Mesoscale Simulations of Thrombin Activation and Fibrin Formation in Microvascular and In Vitro Settings

TL;DR

This study develops a mesoscale simulation framework to analyze thrombin activation and fibrin formation in microvascular and in vitro environments, integrating reaction kinetics with fluid transport for improved thrombosis understanding.

Contribution

It introduces a mesoscale particle-based model embedding reduced coagulation networks within flow fields, enabling detailed analysis of thrombin and fibrin dynamics in complex geometries.

Findings

The framework accurately reproduces thrombin generation curves under physiological conditions.

Variations in fibrinogen levels significantly influence thrombin and fibrin formation.

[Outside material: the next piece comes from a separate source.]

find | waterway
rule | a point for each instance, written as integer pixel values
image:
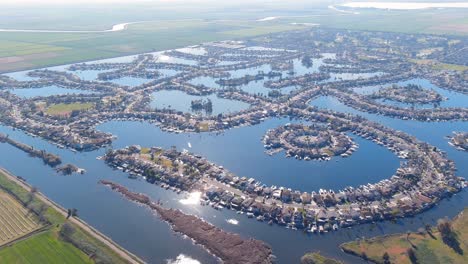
(241, 151)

The model offers a unified approach to study biochemical kinetics and transport in blood coagulation.

Abstract

Blood coagulation is governed by tightly regulated reaction networks that unfold within a flowing, heterogeneous microvascular environment. Reduced kinetic models of the intrinsic and extrinsic pathways have seen limited in vitro validation, and their behavior within spatially resolved flow fields remains largely unexplored. Here, we embed two established reduced networks into a recently proposed mesoscale particle-based framework that resolves fluid momentum transport alongside multispecies advection-diffusion-reaction dynamics. We investigate the initiation phase of coagulation by simulating thrombin formation in microvascular geometries and in vitro assays, and we assess the framework's ability to reproduce thrombin generation curves (TGCs) under physiologically relevant conditions. We further examine how variations in fibrinogen levels - an important determinant of clot structure and a biomarker for inflammation and thrombosis - affect thrombin and fibrin formation. Overall, this study provides a unified computational approach for analysing how biochemical kinetics interact with transport processes, offering insights relevant to thrombosis modeling and blood diagnostics.